Book review: The Power Paradox by Dacher Keltner

April 20, 2016


Since Niccolò Machiavelli’s The Prince was published in 1532, it has shaped our understanding of how political power is won—namely through cunning and coercion. The treatise has been so influential that Machiavelli’s name has become synonymous with cut-throat modern politics—both in the real world (Peter Mandelson) and the fictional (Frank Underwood in House of Cards). But what if there were another way to gain power and influence people?

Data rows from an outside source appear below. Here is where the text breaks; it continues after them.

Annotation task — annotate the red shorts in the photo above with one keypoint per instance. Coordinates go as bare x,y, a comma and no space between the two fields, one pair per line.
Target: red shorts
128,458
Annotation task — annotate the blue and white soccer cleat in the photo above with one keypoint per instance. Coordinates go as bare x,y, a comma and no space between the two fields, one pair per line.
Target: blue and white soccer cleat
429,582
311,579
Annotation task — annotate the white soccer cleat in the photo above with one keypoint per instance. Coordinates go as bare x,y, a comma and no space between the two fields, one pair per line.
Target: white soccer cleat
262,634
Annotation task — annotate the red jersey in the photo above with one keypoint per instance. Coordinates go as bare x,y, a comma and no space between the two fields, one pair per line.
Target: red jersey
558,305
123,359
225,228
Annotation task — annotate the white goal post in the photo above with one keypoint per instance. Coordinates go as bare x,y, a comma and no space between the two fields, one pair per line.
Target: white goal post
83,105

Dacher Keltner is an expert in the evolutionary origins of human emotions and a professor of psychology at Berkeley in California. The Power Paradox, his lively and intriguing new book, sets out to explain how our understanding that power comes from coercive force “cannot make sense of many important changes in human history.” He attempts to redefine what it means to have power, shifting the emphasis towards altruism and generosity, where real empowerment in an organisation comes from the idea that you are “making a difference in the world” and “acting in ways that improve the lives of others,” rather then dominating them.

The Power Paradox delivers a much- needed dose of positivity in the study of how managers and leaders can get the best out of their workers and populations. But Keltner admits that even though power might be gained through cooperation, “the very experience of having power and privilege leads us to behave, in our worst moments, like impulsive, out-of-control sociopaths.”